Remy hadn’t seen his aunt this past week, and he sure as hell wasn’t up for her usual interrogations now. She probably had a boxload of crocheted linens in her back seat for his hope chest. Gawd! Maybe he could sic her on René, or start her on a hope chest for his brother, to divert attention away from himself. Nah! That wouldn’t be fair.
Despite their misgivings about running into their aunt, neither of them had the heart to turn back. Luc entered the door first, tossing an “Uh-oh” over his shoulder.

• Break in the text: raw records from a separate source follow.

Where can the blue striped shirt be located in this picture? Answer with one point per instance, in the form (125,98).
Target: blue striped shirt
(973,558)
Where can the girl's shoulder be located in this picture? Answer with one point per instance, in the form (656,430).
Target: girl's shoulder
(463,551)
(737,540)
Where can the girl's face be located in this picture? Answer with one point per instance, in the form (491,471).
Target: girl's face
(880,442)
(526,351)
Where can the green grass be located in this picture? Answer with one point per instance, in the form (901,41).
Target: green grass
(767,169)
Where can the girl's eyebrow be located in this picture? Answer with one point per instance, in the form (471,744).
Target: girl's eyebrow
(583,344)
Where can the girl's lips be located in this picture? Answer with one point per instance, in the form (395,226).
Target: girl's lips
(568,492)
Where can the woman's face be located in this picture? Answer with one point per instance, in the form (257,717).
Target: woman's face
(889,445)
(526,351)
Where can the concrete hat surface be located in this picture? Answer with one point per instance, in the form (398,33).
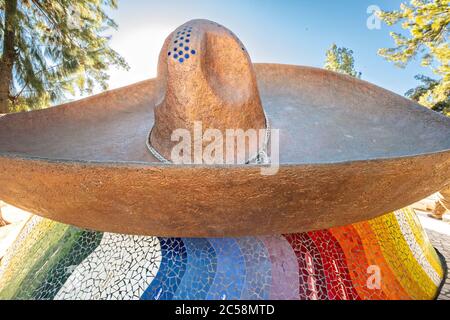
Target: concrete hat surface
(345,148)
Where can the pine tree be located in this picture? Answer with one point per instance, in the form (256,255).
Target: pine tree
(422,95)
(341,60)
(50,48)
(428,24)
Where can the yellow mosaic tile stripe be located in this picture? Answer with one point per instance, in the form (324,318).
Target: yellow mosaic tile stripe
(399,256)
(423,241)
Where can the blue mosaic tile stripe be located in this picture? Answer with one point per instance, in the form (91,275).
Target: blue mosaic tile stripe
(230,275)
(258,279)
(172,269)
(200,272)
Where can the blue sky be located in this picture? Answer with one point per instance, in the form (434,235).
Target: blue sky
(292,32)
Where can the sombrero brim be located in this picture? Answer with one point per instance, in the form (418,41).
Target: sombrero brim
(345,148)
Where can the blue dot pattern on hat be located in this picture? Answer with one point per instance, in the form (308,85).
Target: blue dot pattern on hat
(178,52)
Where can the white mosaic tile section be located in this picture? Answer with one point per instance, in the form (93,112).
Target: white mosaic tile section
(416,249)
(120,268)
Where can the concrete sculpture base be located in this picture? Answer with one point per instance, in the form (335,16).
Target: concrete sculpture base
(389,257)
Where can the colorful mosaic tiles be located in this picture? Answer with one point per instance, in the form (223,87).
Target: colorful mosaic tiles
(386,258)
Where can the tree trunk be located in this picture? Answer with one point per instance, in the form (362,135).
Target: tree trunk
(9,54)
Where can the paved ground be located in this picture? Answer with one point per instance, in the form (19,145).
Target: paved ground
(439,234)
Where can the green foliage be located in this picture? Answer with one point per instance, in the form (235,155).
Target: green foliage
(341,60)
(428,24)
(60,48)
(422,94)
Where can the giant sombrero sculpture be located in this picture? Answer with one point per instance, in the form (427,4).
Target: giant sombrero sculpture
(349,153)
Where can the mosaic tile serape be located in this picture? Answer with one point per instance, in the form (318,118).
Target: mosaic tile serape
(50,260)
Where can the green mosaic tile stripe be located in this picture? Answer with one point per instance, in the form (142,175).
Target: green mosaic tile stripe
(40,269)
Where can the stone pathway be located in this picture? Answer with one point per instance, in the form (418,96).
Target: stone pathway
(442,243)
(439,234)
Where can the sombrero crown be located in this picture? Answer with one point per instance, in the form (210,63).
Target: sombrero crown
(206,76)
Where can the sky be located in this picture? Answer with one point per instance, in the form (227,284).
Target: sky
(290,32)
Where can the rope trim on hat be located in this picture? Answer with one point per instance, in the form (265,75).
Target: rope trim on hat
(260,158)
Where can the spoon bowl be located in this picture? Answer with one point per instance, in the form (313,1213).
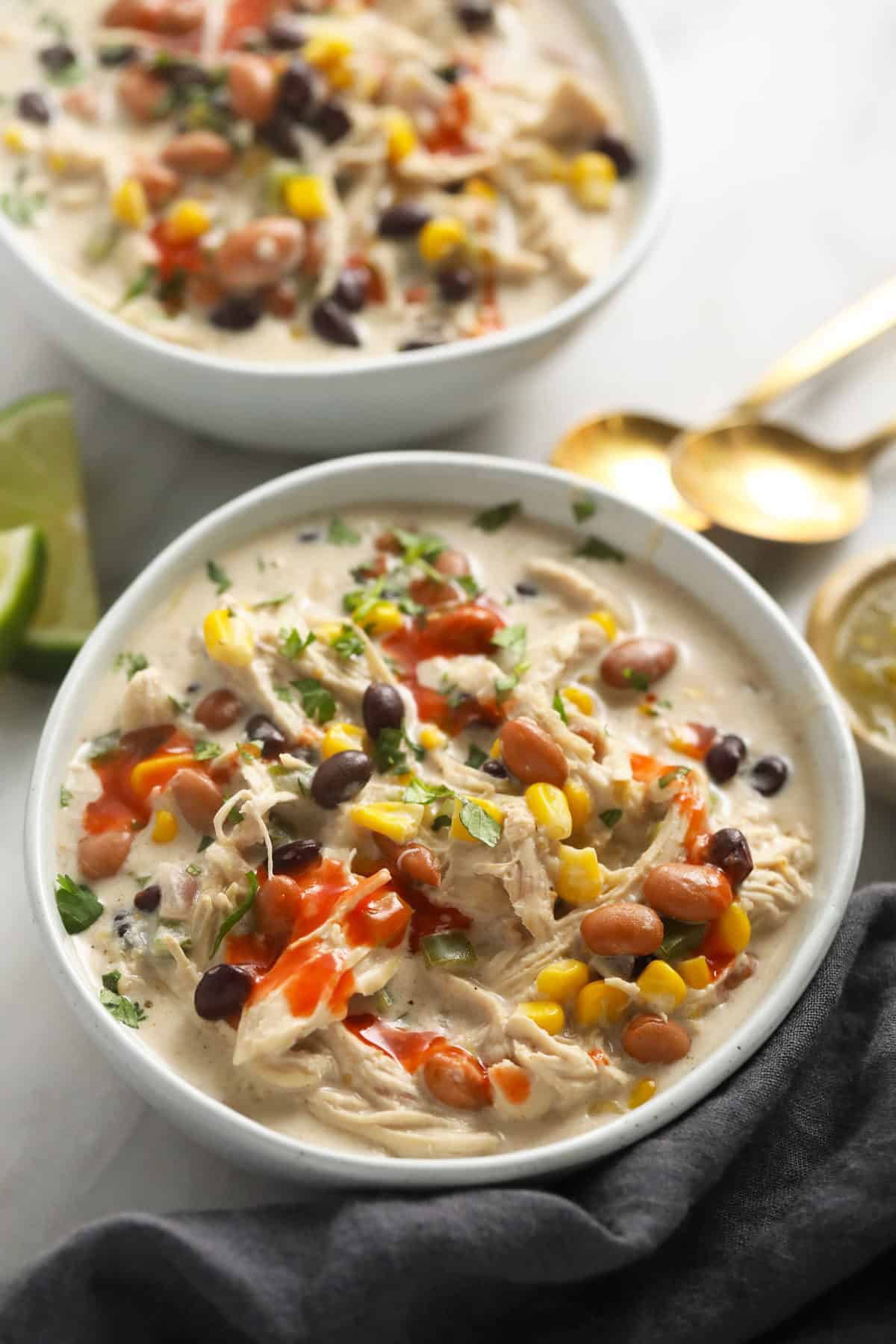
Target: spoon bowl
(629,455)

“Uh-oh” about said it all, Remy concluded, as he entered the spa and took in not only his aunt in of all things a house coat and house slippers, but his always-outlandish half-sister Charmaine who had a mouth that could out-blue a sailor when it suited her. But there stood the splinter that had been stuck in his brain for the past week—an erotic splinter, to be precise. He’d been trying for six days, fifteen hours and who knew how many minutes to forget about the impact of “The Kiss.” And, yeah, hokey as it sounded, that’s how he’d come to think of that mind-blowing lip exercise they’d participated in—the one that had sucked the good sense out of his good intentions and turned his mind on one track only. Could a man die from thinking about sex too much? If so, he was dead as a swamp stump.
Rachel Fortier stood staring at him. Her red hair was upswept today into some kind of little knot atop her head, leaving her long neck exposed and oddly vulnerable. She wore a halter sundress in a green and white floral pattern which barely reached her knees. All that skin! Remy fanned himself mentally. On her bare feet coral-tipped toenails peeped out of white sandals. She was the sexiest thing he’d ever seen.